NFL Open Thread: Come on Feel the Illinoise edition

The most-talked about NFL-related writing of the season is this three-part breakdown of the Caleb Williams Experience:
Highlight reels failed to capture his signature move as a professional quarterback. Cameras weren’t flashing and sycophants weren’t hyperventilating. But, yes, Caleb Williams was able to master one signature move as a rookie last season.
In college, he’d juke and spin and escape helpless defenders with hypnotic flair. He was an artist coloring outside the lines and this 53 1/3-yard wide, 120-yard long field was his personal canvas. But in the pros, such sorcery was scarce. In the pros, he’s been escaping a different setting with remarkable precision and consistency.
The most dramatic spectacle of them all occurred on Dec. 26. His team was hosting the Seattle Seahawks on Thursday Night Football. Commercials rolled during a timeout, so nobody at home saw this poignant moment that perfectly summarized the 2024 Chicago Bears. In the wake of two firings, heartbreaking defeats, staggering to the finish line of an agonizing 5-12 season, interim head coach Thomas Brown tried to explain something to his starting quarterback and… no. Williams was not having it.

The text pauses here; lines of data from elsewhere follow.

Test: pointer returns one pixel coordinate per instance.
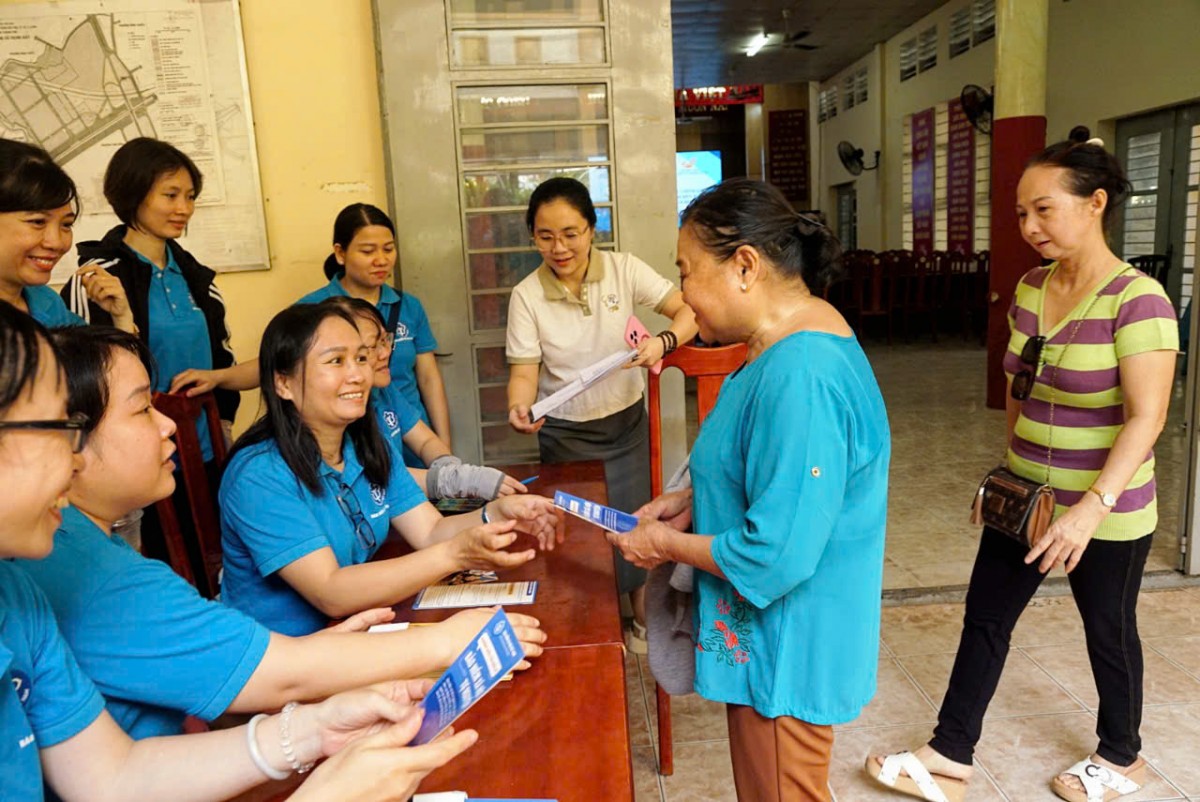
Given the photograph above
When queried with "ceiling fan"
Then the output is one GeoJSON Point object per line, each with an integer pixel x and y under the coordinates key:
{"type": "Point", "coordinates": [787, 41]}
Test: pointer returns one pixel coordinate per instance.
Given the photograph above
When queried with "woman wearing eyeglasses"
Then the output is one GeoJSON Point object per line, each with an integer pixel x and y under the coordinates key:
{"type": "Point", "coordinates": [1091, 361]}
{"type": "Point", "coordinates": [53, 724]}
{"type": "Point", "coordinates": [570, 312]}
{"type": "Point", "coordinates": [313, 486]}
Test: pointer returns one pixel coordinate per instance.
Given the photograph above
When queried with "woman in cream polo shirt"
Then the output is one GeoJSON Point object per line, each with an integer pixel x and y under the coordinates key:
{"type": "Point", "coordinates": [567, 315]}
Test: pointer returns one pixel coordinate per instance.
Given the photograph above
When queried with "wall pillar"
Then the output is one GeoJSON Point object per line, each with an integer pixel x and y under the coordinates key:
{"type": "Point", "coordinates": [1019, 130]}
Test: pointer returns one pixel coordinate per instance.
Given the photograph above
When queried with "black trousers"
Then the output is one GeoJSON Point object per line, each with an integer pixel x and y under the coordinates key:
{"type": "Point", "coordinates": [1105, 585]}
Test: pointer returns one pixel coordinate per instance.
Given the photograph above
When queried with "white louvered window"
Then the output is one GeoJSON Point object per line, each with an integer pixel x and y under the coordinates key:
{"type": "Point", "coordinates": [960, 31]}
{"type": "Point", "coordinates": [983, 22]}
{"type": "Point", "coordinates": [927, 49]}
{"type": "Point", "coordinates": [906, 184]}
{"type": "Point", "coordinates": [1143, 160]}
{"type": "Point", "coordinates": [941, 193]}
{"type": "Point", "coordinates": [907, 59]}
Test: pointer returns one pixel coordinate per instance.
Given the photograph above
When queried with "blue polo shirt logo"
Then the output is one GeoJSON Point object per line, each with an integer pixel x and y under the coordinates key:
{"type": "Point", "coordinates": [22, 686]}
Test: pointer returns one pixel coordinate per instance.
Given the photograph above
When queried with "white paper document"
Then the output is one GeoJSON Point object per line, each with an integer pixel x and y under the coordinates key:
{"type": "Point", "coordinates": [587, 377]}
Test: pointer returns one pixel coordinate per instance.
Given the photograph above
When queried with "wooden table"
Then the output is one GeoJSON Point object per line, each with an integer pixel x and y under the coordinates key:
{"type": "Point", "coordinates": [556, 731]}
{"type": "Point", "coordinates": [576, 599]}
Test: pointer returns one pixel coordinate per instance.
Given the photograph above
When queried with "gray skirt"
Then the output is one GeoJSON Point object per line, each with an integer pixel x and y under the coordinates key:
{"type": "Point", "coordinates": [622, 441]}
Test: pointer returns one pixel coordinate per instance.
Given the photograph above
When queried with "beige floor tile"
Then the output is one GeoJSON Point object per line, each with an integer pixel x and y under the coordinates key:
{"type": "Point", "coordinates": [1168, 614]}
{"type": "Point", "coordinates": [646, 776]}
{"type": "Point", "coordinates": [1164, 683]}
{"type": "Point", "coordinates": [703, 773]}
{"type": "Point", "coordinates": [1024, 688]}
{"type": "Point", "coordinates": [1183, 651]}
{"type": "Point", "coordinates": [851, 749]}
{"type": "Point", "coordinates": [1049, 622]}
{"type": "Point", "coordinates": [1170, 737]}
{"type": "Point", "coordinates": [1024, 754]}
{"type": "Point", "coordinates": [922, 628]}
{"type": "Point", "coordinates": [898, 700]}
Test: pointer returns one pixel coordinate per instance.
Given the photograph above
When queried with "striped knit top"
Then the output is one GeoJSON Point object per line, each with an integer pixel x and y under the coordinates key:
{"type": "Point", "coordinates": [1131, 315]}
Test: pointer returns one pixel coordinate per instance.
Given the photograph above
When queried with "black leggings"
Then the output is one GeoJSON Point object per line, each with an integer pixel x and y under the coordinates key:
{"type": "Point", "coordinates": [1105, 585]}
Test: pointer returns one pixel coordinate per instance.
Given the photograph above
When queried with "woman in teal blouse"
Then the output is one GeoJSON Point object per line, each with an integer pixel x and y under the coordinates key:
{"type": "Point", "coordinates": [789, 495]}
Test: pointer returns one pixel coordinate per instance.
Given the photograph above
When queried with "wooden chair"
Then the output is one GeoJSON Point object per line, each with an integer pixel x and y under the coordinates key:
{"type": "Point", "coordinates": [198, 562]}
{"type": "Point", "coordinates": [708, 366]}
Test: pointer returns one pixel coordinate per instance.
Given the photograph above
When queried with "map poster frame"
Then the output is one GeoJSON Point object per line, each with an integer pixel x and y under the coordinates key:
{"type": "Point", "coordinates": [83, 77]}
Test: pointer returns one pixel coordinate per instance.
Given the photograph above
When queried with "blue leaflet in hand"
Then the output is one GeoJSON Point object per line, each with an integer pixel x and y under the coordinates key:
{"type": "Point", "coordinates": [603, 516]}
{"type": "Point", "coordinates": [483, 664]}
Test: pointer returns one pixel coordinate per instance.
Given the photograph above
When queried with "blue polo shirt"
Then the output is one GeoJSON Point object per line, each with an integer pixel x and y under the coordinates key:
{"type": "Point", "coordinates": [178, 334]}
{"type": "Point", "coordinates": [47, 307]}
{"type": "Point", "coordinates": [396, 416]}
{"type": "Point", "coordinates": [269, 519]}
{"type": "Point", "coordinates": [413, 336]}
{"type": "Point", "coordinates": [45, 698]}
{"type": "Point", "coordinates": [156, 648]}
{"type": "Point", "coordinates": [790, 474]}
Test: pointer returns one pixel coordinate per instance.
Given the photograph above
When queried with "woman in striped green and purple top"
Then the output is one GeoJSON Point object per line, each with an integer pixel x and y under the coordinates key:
{"type": "Point", "coordinates": [1090, 363]}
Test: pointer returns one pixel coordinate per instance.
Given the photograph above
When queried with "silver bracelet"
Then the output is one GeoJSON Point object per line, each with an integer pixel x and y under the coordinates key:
{"type": "Point", "coordinates": [286, 740]}
{"type": "Point", "coordinates": [256, 755]}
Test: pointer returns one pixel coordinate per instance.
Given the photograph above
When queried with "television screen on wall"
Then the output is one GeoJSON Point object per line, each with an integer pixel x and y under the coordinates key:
{"type": "Point", "coordinates": [695, 172]}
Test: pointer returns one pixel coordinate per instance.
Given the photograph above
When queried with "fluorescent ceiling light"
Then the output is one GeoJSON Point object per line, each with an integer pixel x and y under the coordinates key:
{"type": "Point", "coordinates": [756, 43]}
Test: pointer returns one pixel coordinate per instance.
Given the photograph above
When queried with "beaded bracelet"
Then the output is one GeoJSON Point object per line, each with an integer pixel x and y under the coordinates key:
{"type": "Point", "coordinates": [286, 740]}
{"type": "Point", "coordinates": [257, 755]}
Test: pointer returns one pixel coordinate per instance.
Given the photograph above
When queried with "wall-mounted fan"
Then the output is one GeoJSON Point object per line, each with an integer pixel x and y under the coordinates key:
{"type": "Point", "coordinates": [977, 106]}
{"type": "Point", "coordinates": [852, 157]}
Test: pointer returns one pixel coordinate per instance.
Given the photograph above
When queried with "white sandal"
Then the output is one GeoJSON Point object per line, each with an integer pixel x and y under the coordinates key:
{"type": "Point", "coordinates": [1101, 783]}
{"type": "Point", "coordinates": [916, 780]}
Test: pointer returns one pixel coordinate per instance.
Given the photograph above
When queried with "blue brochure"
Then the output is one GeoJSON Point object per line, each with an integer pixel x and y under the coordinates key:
{"type": "Point", "coordinates": [483, 664]}
{"type": "Point", "coordinates": [606, 518]}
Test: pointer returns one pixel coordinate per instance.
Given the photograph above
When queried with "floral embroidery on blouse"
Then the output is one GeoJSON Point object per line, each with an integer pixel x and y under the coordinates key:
{"type": "Point", "coordinates": [730, 640]}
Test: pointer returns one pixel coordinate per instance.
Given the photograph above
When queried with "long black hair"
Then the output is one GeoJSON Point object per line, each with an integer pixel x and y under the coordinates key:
{"type": "Point", "coordinates": [87, 354]}
{"type": "Point", "coordinates": [1090, 167]}
{"type": "Point", "coordinates": [21, 339]}
{"type": "Point", "coordinates": [348, 222]}
{"type": "Point", "coordinates": [743, 211]}
{"type": "Point", "coordinates": [31, 181]}
{"type": "Point", "coordinates": [286, 343]}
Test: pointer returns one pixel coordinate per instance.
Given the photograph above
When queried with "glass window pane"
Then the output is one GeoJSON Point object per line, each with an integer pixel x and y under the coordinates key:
{"type": "Point", "coordinates": [575, 143]}
{"type": "Point", "coordinates": [514, 187]}
{"type": "Point", "coordinates": [528, 47]}
{"type": "Point", "coordinates": [490, 311]}
{"type": "Point", "coordinates": [496, 270]}
{"type": "Point", "coordinates": [491, 367]}
{"type": "Point", "coordinates": [472, 12]}
{"type": "Point", "coordinates": [484, 105]}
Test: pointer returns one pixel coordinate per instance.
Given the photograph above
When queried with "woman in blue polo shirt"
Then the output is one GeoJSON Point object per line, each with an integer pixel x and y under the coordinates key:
{"type": "Point", "coordinates": [312, 489]}
{"type": "Point", "coordinates": [39, 205]}
{"type": "Point", "coordinates": [53, 724]}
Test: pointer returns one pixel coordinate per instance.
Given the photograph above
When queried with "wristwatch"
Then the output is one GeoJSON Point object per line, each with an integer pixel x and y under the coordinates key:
{"type": "Point", "coordinates": [1108, 500]}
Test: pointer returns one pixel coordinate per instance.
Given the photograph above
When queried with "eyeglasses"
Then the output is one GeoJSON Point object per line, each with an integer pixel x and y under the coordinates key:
{"type": "Point", "coordinates": [570, 239]}
{"type": "Point", "coordinates": [349, 506]}
{"type": "Point", "coordinates": [72, 426]}
{"type": "Point", "coordinates": [1031, 355]}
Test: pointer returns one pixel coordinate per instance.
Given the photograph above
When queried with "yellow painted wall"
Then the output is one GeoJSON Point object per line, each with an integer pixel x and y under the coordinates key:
{"type": "Point", "coordinates": [315, 94]}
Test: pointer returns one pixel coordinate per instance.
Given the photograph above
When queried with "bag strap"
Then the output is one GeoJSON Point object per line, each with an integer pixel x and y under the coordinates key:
{"type": "Point", "coordinates": [1062, 357]}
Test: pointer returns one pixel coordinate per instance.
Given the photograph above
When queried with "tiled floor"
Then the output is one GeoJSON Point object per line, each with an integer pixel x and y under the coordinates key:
{"type": "Point", "coordinates": [1041, 720]}
{"type": "Point", "coordinates": [945, 440]}
{"type": "Point", "coordinates": [1043, 716]}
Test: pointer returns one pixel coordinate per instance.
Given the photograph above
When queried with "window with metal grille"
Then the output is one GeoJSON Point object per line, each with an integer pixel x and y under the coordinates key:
{"type": "Point", "coordinates": [983, 22]}
{"type": "Point", "coordinates": [960, 31]}
{"type": "Point", "coordinates": [907, 59]}
{"type": "Point", "coordinates": [927, 49]}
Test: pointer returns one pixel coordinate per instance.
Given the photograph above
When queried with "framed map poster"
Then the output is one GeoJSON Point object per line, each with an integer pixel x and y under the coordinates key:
{"type": "Point", "coordinates": [83, 77]}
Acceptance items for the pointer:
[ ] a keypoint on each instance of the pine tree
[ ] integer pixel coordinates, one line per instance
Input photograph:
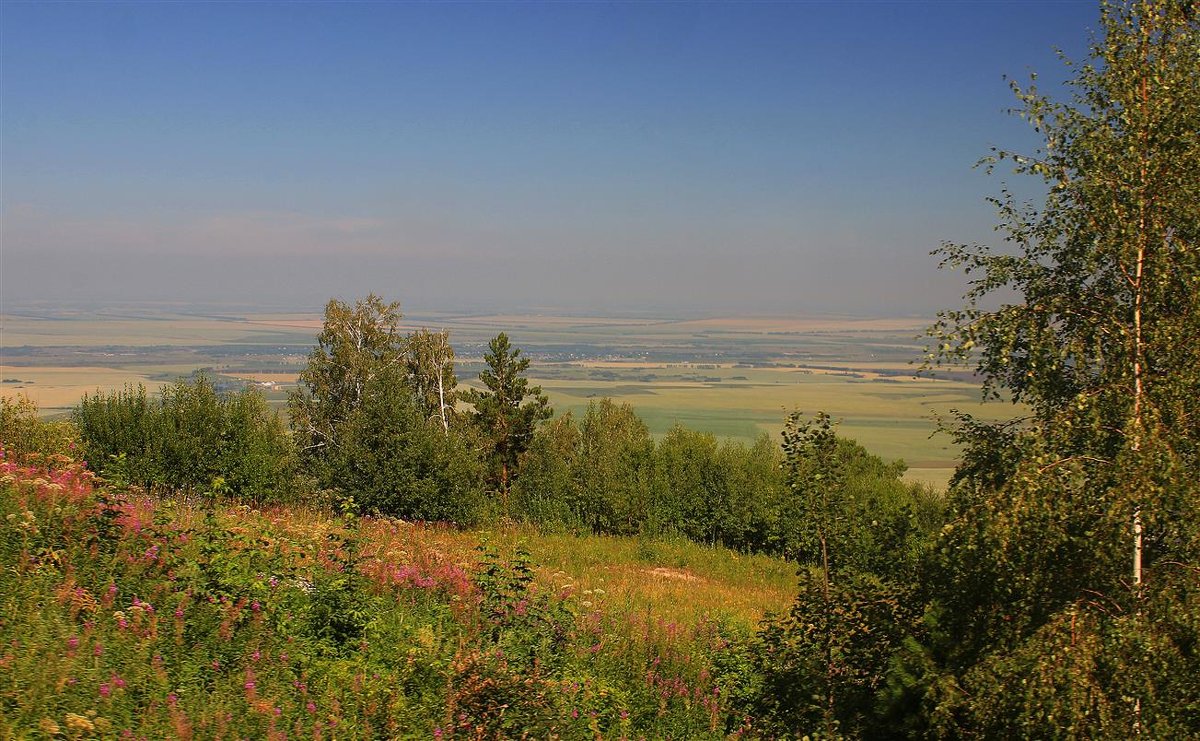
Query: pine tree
(509, 410)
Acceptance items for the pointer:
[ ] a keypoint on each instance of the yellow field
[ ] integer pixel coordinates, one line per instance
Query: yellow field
(735, 377)
(58, 389)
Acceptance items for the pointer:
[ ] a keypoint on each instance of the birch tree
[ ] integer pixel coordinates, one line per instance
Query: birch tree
(430, 362)
(1090, 315)
(357, 345)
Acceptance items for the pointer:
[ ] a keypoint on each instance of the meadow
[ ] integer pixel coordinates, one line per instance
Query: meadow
(733, 377)
(189, 618)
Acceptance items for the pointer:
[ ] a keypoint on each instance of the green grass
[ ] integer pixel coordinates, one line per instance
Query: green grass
(856, 371)
(126, 615)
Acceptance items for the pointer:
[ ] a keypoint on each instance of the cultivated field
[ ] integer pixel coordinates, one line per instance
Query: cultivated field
(735, 377)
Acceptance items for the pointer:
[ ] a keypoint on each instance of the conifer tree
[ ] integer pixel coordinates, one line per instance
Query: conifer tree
(508, 411)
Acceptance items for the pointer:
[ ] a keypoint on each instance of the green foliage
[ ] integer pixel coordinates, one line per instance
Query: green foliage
(1071, 529)
(430, 365)
(825, 663)
(355, 347)
(125, 615)
(508, 413)
(613, 470)
(25, 435)
(391, 459)
(191, 439)
(546, 493)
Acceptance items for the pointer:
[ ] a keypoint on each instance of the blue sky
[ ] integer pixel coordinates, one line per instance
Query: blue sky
(775, 157)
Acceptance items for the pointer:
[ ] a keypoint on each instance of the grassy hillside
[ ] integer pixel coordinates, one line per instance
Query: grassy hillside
(129, 616)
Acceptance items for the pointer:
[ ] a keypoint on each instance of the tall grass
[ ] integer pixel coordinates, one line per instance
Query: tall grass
(130, 616)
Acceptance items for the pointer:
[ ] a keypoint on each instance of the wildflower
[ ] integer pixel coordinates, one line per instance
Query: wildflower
(79, 724)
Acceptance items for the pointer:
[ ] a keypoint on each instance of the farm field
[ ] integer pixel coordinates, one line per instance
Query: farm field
(736, 377)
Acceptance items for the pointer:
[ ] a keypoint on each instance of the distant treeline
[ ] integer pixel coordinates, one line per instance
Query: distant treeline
(378, 427)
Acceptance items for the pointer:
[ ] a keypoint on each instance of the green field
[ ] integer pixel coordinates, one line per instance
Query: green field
(733, 377)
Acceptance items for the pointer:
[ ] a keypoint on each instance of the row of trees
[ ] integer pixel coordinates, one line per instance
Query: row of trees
(1055, 592)
(378, 425)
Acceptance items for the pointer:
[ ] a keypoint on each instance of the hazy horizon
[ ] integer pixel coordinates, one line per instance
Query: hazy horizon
(762, 158)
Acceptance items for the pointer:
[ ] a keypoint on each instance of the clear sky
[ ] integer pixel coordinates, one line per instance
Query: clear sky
(755, 157)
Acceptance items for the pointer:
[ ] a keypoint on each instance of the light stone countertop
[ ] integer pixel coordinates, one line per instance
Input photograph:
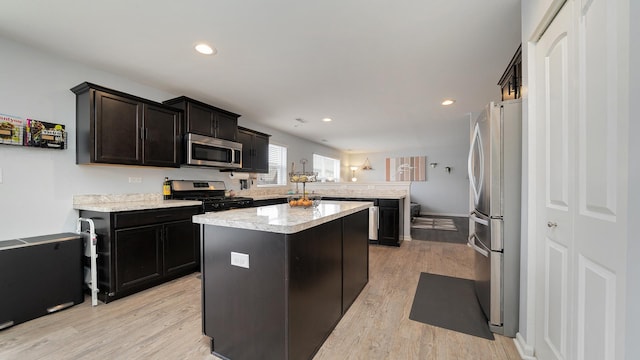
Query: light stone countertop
(282, 218)
(127, 202)
(352, 195)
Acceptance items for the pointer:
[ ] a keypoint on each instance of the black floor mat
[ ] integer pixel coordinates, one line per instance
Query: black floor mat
(449, 303)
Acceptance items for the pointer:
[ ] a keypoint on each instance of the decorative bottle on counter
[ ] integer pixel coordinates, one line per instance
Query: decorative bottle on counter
(166, 189)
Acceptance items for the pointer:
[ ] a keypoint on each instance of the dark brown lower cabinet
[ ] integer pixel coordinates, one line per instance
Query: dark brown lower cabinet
(289, 294)
(141, 249)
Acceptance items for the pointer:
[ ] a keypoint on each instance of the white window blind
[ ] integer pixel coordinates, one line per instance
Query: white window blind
(328, 169)
(277, 174)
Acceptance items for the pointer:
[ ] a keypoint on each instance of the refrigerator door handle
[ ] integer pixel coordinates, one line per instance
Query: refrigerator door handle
(472, 243)
(478, 220)
(476, 143)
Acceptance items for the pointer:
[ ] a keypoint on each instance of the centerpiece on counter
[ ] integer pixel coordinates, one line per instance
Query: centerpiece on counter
(303, 177)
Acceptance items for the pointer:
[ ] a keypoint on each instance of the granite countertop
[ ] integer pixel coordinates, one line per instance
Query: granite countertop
(352, 195)
(127, 202)
(281, 218)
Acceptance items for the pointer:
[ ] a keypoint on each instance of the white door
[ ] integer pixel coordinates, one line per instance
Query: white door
(554, 126)
(581, 120)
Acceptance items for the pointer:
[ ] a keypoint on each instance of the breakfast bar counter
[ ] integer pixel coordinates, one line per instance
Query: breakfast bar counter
(277, 279)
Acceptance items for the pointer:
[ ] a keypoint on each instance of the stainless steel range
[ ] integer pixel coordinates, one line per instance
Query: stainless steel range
(211, 193)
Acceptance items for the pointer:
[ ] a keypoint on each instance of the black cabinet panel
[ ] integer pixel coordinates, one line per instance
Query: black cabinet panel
(39, 277)
(315, 287)
(141, 249)
(389, 222)
(244, 308)
(289, 298)
(180, 249)
(162, 144)
(207, 120)
(226, 126)
(355, 266)
(200, 120)
(138, 256)
(117, 128)
(255, 150)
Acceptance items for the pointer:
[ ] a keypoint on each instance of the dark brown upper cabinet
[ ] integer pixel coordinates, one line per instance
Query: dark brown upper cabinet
(511, 81)
(207, 120)
(117, 128)
(255, 150)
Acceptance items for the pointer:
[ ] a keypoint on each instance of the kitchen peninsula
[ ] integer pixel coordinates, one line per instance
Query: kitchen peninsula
(277, 279)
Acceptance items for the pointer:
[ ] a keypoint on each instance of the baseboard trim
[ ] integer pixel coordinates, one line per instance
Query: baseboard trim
(525, 350)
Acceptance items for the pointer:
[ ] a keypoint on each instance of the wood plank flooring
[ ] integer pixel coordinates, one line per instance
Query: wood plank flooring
(165, 323)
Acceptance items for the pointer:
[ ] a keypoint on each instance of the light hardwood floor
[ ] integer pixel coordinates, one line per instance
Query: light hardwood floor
(165, 323)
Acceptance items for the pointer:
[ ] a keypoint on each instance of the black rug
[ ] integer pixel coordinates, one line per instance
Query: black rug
(449, 303)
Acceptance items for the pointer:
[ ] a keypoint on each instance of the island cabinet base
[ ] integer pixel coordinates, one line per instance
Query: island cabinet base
(278, 296)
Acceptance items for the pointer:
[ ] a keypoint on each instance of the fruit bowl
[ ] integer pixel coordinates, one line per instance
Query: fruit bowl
(305, 201)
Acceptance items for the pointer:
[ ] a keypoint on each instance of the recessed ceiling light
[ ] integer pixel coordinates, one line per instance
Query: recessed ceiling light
(205, 49)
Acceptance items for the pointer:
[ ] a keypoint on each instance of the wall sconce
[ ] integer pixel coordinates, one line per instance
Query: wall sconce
(366, 165)
(353, 173)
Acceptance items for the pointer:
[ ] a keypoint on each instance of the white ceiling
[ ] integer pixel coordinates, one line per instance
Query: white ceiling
(378, 68)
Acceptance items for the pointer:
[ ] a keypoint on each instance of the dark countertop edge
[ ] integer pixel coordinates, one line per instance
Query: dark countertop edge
(284, 196)
(286, 229)
(136, 205)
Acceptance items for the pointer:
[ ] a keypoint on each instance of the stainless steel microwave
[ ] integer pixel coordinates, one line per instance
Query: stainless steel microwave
(208, 151)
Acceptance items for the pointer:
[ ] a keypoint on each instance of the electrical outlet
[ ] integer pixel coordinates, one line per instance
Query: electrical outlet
(240, 260)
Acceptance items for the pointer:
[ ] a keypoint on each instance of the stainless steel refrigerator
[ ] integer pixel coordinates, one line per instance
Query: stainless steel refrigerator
(495, 172)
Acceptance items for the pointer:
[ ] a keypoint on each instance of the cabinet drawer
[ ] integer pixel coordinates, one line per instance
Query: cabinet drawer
(388, 202)
(156, 216)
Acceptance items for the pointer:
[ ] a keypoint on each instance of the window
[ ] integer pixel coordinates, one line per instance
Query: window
(277, 174)
(328, 169)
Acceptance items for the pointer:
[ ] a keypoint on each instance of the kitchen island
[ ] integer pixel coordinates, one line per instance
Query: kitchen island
(277, 279)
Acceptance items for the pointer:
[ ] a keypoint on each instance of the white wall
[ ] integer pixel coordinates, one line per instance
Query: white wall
(38, 184)
(443, 193)
(632, 346)
(532, 13)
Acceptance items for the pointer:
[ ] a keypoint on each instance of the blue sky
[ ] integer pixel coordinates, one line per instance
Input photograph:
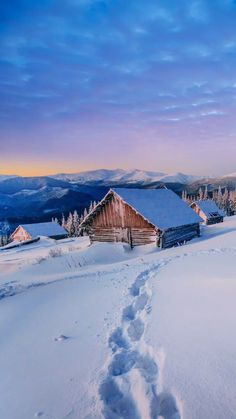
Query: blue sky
(89, 83)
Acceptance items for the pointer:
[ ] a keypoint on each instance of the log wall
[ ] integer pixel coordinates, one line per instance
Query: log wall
(20, 235)
(118, 222)
(179, 235)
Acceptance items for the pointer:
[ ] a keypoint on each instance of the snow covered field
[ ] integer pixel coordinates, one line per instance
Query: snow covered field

An auto-response kicked in.
As he had done many times to many coaches all season, Williams turned his head and walked away. Shane Waldron, before getting fired as offensive coordinator, used to stay quiet. Not Brown. Not a stern, blunt, old-school coach who believed this 22-year-old crossed a line of disrespect. The typically calm coach lost it. On the headset, another Bears assistant coach recalls Brown pressing the mic to finish his conversation: “Get your ass back here right now! Don’t fucking walk away when I’m talking to you!”
Unfazed, Williams sashayed away. Right back to the huddle.
The Bears lost, 6-3.
While the primary source of the article is his frustrated coaches, it’s not like they come off looking good either, and perhaps worst of all is Bears GM Ryan Poles, who pretty much treated the draft process like the Bush administration treated intelligence about Iraq once he had decided that Williams was his guy. It reminds me of the story about the end of the road for Aaron Rodgers and Mike McCarthy, where everyobody held everyone else in contempt and everybody was right.
None of this is too say that Williams can be written off entirely, but Ben Johnson definitely picked a real challenge for himself.